Иллюстративных материалов такого рода в наследии Чехова нет вообще, сама возможность изучения его искусства на подобном уровне, по-видимому, совершенно исключена.

Чехов много думал и говорил о субъективности и объективности мышления, о содержании «общих понятий», которыми оперирует серьезная творческая мысль и которые рядовое суждение то и дело низводит до частности, до бытовой конкретности знакомого предмета, фигуры, лица. «Мы с Вами субъективны», — писал он, например, Суворину, стараясь растолковать ему, каким образом зоолог в общих понятиях «животное» или «животный мир» совмещает и крокодила, и соловья, и волка, и, скажем, косулю, в то время как для рядового рассудка «животное» — вообще не понятие, но именно косуля или только крокодил. «Люди, которые сумели осмыслить только частности, потерпели крах… То же самое и в беллетристике» (18 октября 1888 г.).
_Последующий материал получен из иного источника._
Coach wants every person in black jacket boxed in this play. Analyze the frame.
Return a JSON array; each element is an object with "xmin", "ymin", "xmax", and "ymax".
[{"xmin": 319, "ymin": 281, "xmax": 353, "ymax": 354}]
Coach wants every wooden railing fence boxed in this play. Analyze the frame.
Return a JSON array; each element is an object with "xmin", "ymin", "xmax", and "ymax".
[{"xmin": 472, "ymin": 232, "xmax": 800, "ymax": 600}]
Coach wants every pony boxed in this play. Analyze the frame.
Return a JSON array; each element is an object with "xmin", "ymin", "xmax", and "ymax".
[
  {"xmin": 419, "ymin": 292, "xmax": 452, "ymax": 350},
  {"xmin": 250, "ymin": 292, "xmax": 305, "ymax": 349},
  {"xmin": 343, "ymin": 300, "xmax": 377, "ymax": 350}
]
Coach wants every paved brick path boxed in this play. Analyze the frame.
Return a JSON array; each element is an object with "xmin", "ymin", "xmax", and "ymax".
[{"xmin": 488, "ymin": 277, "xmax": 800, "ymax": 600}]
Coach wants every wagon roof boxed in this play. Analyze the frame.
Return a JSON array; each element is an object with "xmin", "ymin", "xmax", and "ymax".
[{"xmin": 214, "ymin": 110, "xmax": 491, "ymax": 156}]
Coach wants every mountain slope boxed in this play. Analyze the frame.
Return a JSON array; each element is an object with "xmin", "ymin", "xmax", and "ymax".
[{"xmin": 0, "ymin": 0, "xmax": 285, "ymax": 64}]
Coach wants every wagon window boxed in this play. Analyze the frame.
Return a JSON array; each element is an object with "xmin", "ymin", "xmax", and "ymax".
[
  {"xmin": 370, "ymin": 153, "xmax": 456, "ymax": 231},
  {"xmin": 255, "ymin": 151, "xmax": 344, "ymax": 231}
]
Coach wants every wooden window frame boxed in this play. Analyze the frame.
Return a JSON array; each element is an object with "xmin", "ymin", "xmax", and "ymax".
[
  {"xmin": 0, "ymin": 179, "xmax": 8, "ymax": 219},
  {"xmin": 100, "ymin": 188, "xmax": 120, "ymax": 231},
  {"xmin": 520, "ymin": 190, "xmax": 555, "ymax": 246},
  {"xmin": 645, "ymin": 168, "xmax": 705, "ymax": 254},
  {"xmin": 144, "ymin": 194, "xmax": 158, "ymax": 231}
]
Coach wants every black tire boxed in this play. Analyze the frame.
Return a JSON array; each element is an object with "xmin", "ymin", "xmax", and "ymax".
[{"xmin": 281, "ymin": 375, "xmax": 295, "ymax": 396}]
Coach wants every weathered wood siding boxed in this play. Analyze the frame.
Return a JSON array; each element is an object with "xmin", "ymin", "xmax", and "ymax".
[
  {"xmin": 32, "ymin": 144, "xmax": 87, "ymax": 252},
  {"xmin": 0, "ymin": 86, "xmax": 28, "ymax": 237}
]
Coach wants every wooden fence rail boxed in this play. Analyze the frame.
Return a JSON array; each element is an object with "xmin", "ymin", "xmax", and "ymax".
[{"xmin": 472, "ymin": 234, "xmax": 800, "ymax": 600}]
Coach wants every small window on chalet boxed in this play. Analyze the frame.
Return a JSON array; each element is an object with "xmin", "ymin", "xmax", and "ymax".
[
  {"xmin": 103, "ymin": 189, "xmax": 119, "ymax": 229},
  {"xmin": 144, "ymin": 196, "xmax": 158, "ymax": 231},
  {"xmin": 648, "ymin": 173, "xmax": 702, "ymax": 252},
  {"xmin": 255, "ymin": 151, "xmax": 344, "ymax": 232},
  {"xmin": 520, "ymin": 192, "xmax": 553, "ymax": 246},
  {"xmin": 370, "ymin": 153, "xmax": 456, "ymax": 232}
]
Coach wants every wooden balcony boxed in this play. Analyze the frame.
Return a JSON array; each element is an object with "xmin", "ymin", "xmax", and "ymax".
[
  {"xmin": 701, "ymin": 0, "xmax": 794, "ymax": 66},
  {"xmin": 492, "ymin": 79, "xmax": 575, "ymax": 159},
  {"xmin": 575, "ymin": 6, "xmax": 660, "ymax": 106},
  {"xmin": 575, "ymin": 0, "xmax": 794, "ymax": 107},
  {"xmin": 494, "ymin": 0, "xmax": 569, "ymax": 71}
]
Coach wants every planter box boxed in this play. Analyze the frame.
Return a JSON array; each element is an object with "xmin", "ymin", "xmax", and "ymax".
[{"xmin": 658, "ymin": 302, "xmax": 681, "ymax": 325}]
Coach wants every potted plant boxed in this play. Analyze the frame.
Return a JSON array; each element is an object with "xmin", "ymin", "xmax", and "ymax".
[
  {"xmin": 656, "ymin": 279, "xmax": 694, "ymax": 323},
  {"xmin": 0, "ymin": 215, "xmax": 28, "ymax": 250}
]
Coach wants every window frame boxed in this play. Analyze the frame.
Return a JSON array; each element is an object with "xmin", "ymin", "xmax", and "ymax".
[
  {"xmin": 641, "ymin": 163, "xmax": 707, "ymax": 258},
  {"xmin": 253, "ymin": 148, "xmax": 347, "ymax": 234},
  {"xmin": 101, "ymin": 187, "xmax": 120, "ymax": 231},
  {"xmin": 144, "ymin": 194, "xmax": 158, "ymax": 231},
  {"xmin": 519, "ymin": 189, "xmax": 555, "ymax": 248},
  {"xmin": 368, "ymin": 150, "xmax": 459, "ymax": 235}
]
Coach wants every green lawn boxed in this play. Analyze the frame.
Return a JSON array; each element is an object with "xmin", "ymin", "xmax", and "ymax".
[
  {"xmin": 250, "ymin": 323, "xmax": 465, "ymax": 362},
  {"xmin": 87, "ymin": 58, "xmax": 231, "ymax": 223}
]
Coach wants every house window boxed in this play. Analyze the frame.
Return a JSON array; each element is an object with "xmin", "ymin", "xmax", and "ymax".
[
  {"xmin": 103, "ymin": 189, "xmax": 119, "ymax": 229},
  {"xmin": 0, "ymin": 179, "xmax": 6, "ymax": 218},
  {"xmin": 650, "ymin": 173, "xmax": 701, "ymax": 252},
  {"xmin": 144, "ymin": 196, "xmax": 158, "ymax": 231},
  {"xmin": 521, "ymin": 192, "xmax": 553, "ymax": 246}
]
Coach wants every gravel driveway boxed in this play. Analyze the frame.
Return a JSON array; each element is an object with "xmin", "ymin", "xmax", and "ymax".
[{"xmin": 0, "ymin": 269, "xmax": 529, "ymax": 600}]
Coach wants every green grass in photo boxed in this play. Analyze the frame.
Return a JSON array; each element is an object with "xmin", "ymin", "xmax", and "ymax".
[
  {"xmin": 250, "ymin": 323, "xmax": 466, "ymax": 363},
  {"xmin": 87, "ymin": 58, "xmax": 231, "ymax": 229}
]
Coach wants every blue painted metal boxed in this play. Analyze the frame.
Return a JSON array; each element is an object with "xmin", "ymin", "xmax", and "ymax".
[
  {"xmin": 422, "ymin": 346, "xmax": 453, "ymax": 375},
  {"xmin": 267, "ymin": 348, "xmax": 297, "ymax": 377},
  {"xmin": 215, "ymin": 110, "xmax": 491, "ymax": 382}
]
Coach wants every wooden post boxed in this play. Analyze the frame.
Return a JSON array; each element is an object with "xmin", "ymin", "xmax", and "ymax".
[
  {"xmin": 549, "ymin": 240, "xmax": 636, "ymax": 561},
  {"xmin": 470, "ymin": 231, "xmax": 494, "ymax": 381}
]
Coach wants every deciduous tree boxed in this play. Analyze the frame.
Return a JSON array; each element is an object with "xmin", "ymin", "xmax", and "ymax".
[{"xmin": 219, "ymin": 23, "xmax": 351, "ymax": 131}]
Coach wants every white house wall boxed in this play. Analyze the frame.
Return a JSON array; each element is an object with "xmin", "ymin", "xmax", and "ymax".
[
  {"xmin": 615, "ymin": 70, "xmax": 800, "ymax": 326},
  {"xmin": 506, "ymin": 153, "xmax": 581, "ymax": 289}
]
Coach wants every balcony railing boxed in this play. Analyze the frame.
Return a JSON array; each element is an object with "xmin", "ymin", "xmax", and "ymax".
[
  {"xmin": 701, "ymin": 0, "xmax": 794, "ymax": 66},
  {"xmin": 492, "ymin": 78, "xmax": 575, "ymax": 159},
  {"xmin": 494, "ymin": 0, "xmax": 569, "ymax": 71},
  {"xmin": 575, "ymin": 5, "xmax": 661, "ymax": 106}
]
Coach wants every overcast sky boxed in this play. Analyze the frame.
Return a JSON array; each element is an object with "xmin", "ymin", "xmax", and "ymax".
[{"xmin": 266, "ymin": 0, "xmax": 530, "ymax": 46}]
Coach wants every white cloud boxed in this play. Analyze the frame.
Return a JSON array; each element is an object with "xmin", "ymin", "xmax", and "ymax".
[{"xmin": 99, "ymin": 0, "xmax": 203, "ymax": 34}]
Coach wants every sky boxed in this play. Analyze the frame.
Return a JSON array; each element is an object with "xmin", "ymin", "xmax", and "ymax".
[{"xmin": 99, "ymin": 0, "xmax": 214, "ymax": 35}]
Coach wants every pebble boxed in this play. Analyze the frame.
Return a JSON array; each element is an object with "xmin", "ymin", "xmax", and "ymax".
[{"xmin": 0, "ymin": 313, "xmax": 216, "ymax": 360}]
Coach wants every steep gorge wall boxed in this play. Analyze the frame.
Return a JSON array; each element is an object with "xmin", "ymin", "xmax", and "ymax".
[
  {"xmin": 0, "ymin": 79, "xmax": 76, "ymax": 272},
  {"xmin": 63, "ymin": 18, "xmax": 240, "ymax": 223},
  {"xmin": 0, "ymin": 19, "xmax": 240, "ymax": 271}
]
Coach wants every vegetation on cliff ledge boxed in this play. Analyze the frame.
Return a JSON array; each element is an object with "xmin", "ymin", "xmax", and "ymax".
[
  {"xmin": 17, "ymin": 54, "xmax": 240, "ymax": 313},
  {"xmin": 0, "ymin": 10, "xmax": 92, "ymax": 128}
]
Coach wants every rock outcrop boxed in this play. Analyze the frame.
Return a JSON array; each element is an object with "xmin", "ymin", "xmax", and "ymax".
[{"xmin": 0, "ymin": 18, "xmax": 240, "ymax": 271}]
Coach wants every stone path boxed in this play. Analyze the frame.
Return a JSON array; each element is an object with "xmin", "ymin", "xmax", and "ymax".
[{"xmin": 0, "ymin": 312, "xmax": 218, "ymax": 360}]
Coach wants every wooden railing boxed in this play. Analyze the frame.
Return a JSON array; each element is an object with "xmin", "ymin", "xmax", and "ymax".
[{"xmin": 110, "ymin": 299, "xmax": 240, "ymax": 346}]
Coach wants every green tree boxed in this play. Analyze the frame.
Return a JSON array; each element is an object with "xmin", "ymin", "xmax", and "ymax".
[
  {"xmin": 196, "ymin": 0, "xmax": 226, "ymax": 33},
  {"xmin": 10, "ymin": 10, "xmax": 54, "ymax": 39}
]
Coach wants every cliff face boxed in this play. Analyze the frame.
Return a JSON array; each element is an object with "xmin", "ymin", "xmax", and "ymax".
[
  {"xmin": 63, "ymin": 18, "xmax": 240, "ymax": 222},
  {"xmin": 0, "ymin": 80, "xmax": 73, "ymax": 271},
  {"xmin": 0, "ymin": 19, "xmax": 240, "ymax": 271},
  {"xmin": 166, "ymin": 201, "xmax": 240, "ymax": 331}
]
Чехов был человеком широко думающим, и, стремясь раскрыть его мысль, приходится осваиваться с масштабом и рангом этой мысли. Иначе ошибки неизбежны — тут нетрудно запутаться в частностях и, наконец, kl_; и предупреждал Чехов, потерпеть крах.

Здесь нужен был иной подход к материалу жизни. Смысл чеховского новаторства следует, по-видимому, искать в том, что, опираясь на художественный опыт классического романа, он создал повествовательную систему, столь же текучую, как сама жизнь, нашел способы типизации мимолетных черт повседневного бытия, перед которыми, угадывая и ошибаясь, остановился роман.

Читатель чеховских времен привык к чтению долгому, созерцательному; классический русский роман воспитал в нем вкус к эпическим пространствам, живописным портретам, философским, историческим, лирическим авторским отступлениям. «Требовали, чтобы я писал роман, иначе и писателем нельзя называться», — говорил Чехов в конце жизни Бунину.

Советовали и требовали все: старший брат Александр Павлович, литературный патриарх Григорович, многоопытный Суворин, Плещеев, приветствовавший дебют

в толстом журнале, авторитетный в глазах самого Чехова Короленко, мелкая писательская братия вроде Билибина, литературная критика. Словом, все…

К концу жизни Чехова критика, покоренная красотою «маленькой трилогии», «Невесты» и последних пьес, готова была принять его таким, каким он был; но проблема романа осталась.

Это была общая проблема мировой литературы на рубеже веков. К середине XIX века роман занял место ведущего литературного жанра. Белинский писал еще в 1834 году: «Теперь вся наша литература превратилась в роман и повесть… в каких книгах излагается и жизнь человеческая, и правила нравственности, и философские темы и, словом, все науки? — в романах и повестях. Вследствие каких же причин произошло это явление?.. причина в духе времени, во всеобщем и, кстати сказать, всемирном направлении» («О русской повести и повестях г. Гоголя»).

Как есть идеи, так есть и формы времени — этот исторический взгляд на литературные формы и жанры, сложившийся во времена Белинского, остался у нас навсегда.

Во времена Чехова казалось, что роман пережил себя и уходит из литературы, уступая место другим жанрам. Лев Толстой в дневнике 18 июля 1893 года записал: «Форма романа не только не вечна, но она проходит». И в письме И. Ф. Наживину 25 сентября 1906 года еще раз: «Я давно уже думал, что эта форма отжила… как нечто важное».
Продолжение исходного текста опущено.